All that, and the rain delay may have even given the Red Sox a break. Price was cruising at 82 pitches through seven innings before the skies opened up, and even though he returned when the game resumed, he faced just one batter. Gomes went up 3-0 before he struck out looking again on a full-count, 94 mph fastball ‘ a pitch he thought was ball four ‘ on the eighth offering of the at-bat. That pitch, Price’s 90th of the night, proved to be his last, as Joe Maddon brought in Peralta immediately after.
— Felix Doubront‘s streak of five consecutive quality starts over the last month came to an end. The southpaw allowed just two runs in five innings, and pitched out of a number of jams, but was extremely inefficient in doing so. Doubront needed 104 pitches ‘ only 57 of which were strikes ‘ while scattering eight hits and walking three, including catcher Jose Molina, the No. 8 hitter who entered the game with a .236/.290/.313 slash line in 2013, to prolong the second inning.
After stranding three and grounding into two double plays in the first three innings, the Rays broke through in the fourth. Yunel Escobar reached on a single through the right side barely out of reach of Dustin Pedroia‘s glove, then Molina singled him to third. One batter later, Sean Rodriguez sent a line drive off of a jumping Napoli’s glove for what ended up a double as Escobar scored.
Evan Longoria led off the fifth with a ground-rule double to center, then came around to score on Wil Myers‘ groundout.
Still, it could have been considerably worse for Doubront, whose ERA stands at 3.77 after the outing. The Rays left eight men on base and managed just two hits in seven at-bats with runners in scoring position in Doubront’s five innings.
Part of the escape act included an inning-ending double play off the bat of Myers, the Rays’ powerful rookie outfielder, in the third, as well as a 6-3 twin killing to erase a baserunner in the second.
— Fernando Rodney pitched a scoreless ninth to solidify the Tampa Bay win, but it wasn’t easy. Napoli came to the plate with two on and two out, and after going up 2-0 he struck out swinging to end it.
WHAT WENT RIGHT FOR THE RED SOX
— John Farrell‘s lineup tweaking paid off again. He gave Snyder the start at third over Jose Iglesias, and Snyder rewarded him by ringing a homer off the Pesky Pole in the sixth. Including last week’s game, it was the Sox’ first run and second hit in nine innings against Price.

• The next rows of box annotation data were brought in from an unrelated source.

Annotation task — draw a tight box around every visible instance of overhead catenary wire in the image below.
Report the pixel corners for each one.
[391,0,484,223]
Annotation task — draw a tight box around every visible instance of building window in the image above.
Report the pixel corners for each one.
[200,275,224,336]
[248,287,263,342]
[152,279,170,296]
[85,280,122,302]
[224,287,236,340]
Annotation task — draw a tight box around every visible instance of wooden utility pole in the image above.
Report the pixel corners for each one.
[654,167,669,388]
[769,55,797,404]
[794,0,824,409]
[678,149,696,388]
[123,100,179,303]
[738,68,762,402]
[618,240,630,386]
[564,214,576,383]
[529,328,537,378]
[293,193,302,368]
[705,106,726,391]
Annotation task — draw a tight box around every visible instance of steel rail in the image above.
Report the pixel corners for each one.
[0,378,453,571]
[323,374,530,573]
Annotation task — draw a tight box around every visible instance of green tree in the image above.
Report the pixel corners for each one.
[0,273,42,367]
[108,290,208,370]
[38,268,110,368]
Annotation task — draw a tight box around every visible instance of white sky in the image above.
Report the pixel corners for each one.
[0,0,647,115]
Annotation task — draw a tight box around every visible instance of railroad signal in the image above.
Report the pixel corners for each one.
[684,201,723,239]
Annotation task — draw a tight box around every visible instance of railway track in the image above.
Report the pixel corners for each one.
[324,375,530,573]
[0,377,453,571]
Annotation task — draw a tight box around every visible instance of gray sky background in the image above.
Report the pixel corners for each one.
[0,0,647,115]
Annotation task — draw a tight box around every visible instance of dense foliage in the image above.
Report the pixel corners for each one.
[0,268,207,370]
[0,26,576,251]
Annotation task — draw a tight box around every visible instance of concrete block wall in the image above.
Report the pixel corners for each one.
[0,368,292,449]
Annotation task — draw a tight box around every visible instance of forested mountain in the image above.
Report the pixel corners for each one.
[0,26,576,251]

— A day after hitting his first left-field homer of the season, David Ortiz nearly did it again to lead off the second inning. He took a first-pitch fastball and sent it high off the Monster in left-center for a double, missing his 21st long ball by just a couple feet.
Ortiz also hammered the first pitch he saw in his second at bat, but it was right at first baseman James Loney.
— After Doubront exited, Jose De La Torre put on Molina (walk) and pinch-hitter Matt Joyce (single) to get into his own jam to open the sixth. The right-handed reliever, however, proceeded to strikeout the next three batters ‘ the top third of the order, consisting of Desmond Jennings, Longoria and Ben Zobrist, no less ‘ to keep the deficit at two.
Drake Britton followed suit when he inherited De La Torre’s runner ‘ a Myers walk ‘ in the seventh and needed just seven pitches to end the inning. He got Luke Scott to fly out and Escobar to ground into an around-the-horn double play, eliciting a big fist pump from the rookie lefty who has given up two hits and one walk in six scoreless innings to start his big league career.
The most recent of those innings came in the top of the eighth when Britton set the Rays down 1-2-3 with a pair of strikeouts.
— On a night when a threatening cloud provided a considerable amount of the excitement, a trio of Shane Victorino catches also served as a highlight. With two outs and runners on second and third in the fourth inning, Victorino made a running grab on a sinking liner to prevent further damage.
One inning later, the right fielder ran the opposite way to track down Loney’s shot before it fell and rolled to the corner. Victorino also robbed Scott of a homer in the fifth when, with his back against the short right-field wall, Scott’s long fly ball safely found Victorino’s glove.